Along with GPx, GSH levels were also higher in the current study. GSH has got high redox potential and thus it acts as potent antioxidant and a suitable cofactor for enzymatic reaction. Because of these properties, GPx utilizes it as a cofactor in the process of neutralizing H2O2. GSH is also known to have a prominent role in detoxification of chemical carcinogens and protection of cell against cytotoxic oxygen free radicals. Known carcinogens from tobacco smoke or quid have been found to be predominantly detoxified by glutathione dependent enzymes. Prolonged direct contact of the quid with the oral mucosa leads to the seepage of the carcinogens and finally gets concentrated in high volumes in the local environment of the tissue. This leads to the increased activity of GSH in the tumor tissue[25] Over expression of the GPx and GSH has been reported in a wide range of malignant conditions[26]

In the present study, only GSH and GPx have shown a highly significant increase from stage I to stage IV patients despite a small sample size in each category of stages I-IV (5 each) [Table 3]. These results also reflect the decisive role played by these enzymes. Thus, the tumor cells have a low availability of the substrate for lipid peroxidation. This, along with increased levels of GSH and GPx, facilitates the growth of the tumor.

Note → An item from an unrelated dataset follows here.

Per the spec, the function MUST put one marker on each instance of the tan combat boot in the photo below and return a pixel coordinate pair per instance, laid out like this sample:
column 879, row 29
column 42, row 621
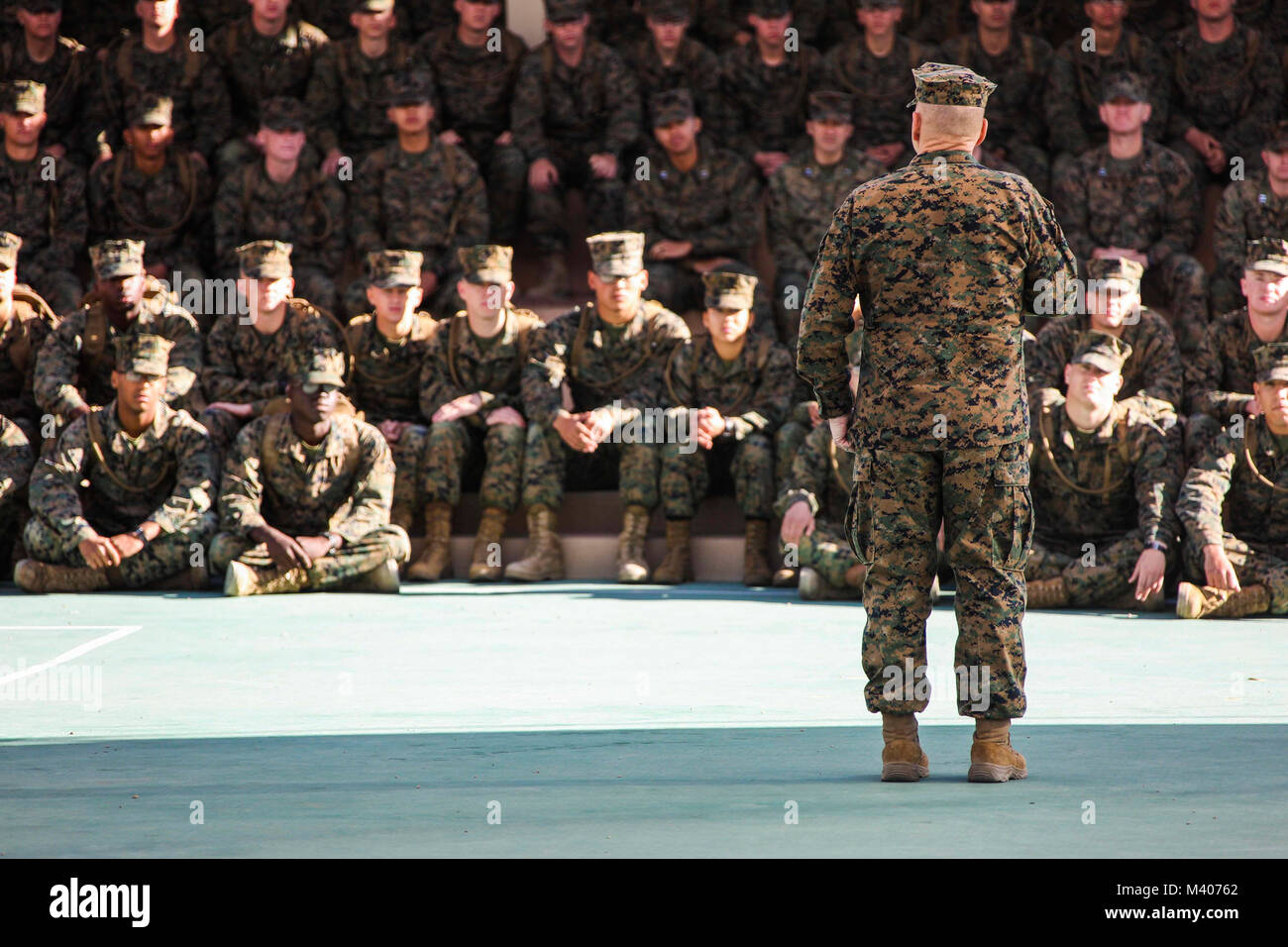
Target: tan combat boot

The current study also made an attempt to explore the individual interactions among the various biochemical parameters under consideration. Correlation and regression statistical tools were used. TBARS have shown significant (P < 0.001) positive correlation with SOD and CAT, whereas negative correlation with GSH and GPx [Table 4]. On performing correlation analysis among the enzymes, GSH showed significant (P < 0.001) positive correlation with GPx [Table 4]. This observation, that both have interplay in the glutathione redox cycle operating for the purpose of detoxifacating H2O2 is widely documented in the literature[27] Another evidence for this observation comes from the significant (P < 0.001) regression analysis between GSH and GPx. Furthermore, Considering the R2 value, the contribution of GSH in the variance seen in GPx was found to be 79% [Table 5]. Hence, according to our results, GSH and GPx have emerged as the most influencing parameter.

We hypothesize that serum interaction in comparison to tissue, poses an increased threat as it produces free radicals in a large amount which get readily diffused inside the cell to cause various mutations, favoring carcinogenesis. The tissue, on the other hand, is producing a relatively lesser amount of free radical and at the same time is capable of neutralizing them with the available enzymes. Therefore, it can be assumed that along with the internal factors, external environment also influences the selective growth of the tumor cells.

CONCLUSION

Reduced lipid peroxidation along with raised levels of GSH and GPx in the leukoplakia tissue is reported in the current study. This creates conducive internal environment for the tumor growth and thus pre-disposes it for malignant transformation. This altered oxidant-antioxidant status is more pronounced in the advanced clinical stages of leukoplakia. Thus, the critical levels (in tissue) of TBARS, GSH, and GPx have a potential to act as oxidative markers for the identification of high-risk lesions.